I convolve two functions:
$$g(t) = f_1(t) \cdot f_2(t)$$
provided that the integrals of $f_1$ and $f_2$ remain unchanged, is the integral of $g(t)$ always the same, independent on the temporal shape of $f_1$ and $f_2$?
Yes, using Fubini's theorem, it is not hard to see that
\begin{eqnarray*} \int (f_1 \ast f_2)(x) \, dx &=& \int \int f_1(y) f_2(x-y) \, dy \, dx \\ &=& \int f_1(y) \int f_2(x-y) \, dx \, dy \\ &=& \int f_1(y) \int f_2 (z) \, dz \, dy \\ &=& \int f_1(y) \, dy \cdot \int f_2 (z) \, dz, \end{eqnarray*} for $f_1, f_2 \in L^1$.
But the word energy is usually used for the (squared) $L^2$-norm, i.e.

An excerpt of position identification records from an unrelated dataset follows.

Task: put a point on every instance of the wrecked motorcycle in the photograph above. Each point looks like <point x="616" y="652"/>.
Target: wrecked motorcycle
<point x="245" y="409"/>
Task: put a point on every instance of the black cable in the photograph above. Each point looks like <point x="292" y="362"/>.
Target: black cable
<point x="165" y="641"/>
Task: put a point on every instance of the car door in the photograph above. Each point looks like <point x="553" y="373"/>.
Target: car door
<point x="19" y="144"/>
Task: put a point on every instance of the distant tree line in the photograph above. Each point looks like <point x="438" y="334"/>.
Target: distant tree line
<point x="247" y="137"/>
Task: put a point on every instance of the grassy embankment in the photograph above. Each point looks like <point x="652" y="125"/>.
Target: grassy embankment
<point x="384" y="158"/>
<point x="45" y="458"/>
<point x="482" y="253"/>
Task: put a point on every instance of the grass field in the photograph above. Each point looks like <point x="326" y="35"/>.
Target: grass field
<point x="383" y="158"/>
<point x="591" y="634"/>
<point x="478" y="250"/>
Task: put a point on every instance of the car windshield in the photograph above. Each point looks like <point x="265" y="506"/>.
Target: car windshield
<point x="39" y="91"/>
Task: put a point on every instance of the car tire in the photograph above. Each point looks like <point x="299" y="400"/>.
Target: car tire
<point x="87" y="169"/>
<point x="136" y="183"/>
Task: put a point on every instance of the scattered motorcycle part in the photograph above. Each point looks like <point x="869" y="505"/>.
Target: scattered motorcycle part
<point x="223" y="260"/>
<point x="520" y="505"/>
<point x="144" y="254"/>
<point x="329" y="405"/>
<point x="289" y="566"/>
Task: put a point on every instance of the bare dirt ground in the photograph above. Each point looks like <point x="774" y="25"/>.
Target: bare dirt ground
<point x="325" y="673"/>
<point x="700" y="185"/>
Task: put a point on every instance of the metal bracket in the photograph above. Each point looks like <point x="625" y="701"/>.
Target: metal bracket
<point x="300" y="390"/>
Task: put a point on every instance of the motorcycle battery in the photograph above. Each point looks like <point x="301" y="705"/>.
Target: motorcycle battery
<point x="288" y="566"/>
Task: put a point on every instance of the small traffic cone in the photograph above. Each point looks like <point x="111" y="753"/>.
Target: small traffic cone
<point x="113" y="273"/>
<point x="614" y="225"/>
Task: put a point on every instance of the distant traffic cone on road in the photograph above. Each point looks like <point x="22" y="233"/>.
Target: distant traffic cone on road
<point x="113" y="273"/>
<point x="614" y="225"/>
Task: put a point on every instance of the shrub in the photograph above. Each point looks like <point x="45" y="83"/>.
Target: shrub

$$ \Vert f \Vert_2^2 = \int |f|^2 \, dx. $$
This is not preserved, since the Plancherel theorem yields
$$ \Vert f_1 \ast f_2 \Vert_2^2 = \Vert \mathcal{F}(f_1 \ast f_2)\Vert_2^2= \Vert \widehat{f_1} \cdot \widehat{f_2} \Vert_2^2, $$ and the right hand side vanishes if $\widehat{f_1} \cdot \widehat{f_2} \equiv 0$. This can happen even if $\Vert f_1 \Vert_2 \neq 0 \neq \Vert f_2 \Vert_2$, e.g. if $\widehat{f_1} = 1_{[0,1]}$ and $\widehat{f_2} = 1_{[42, 100]}$.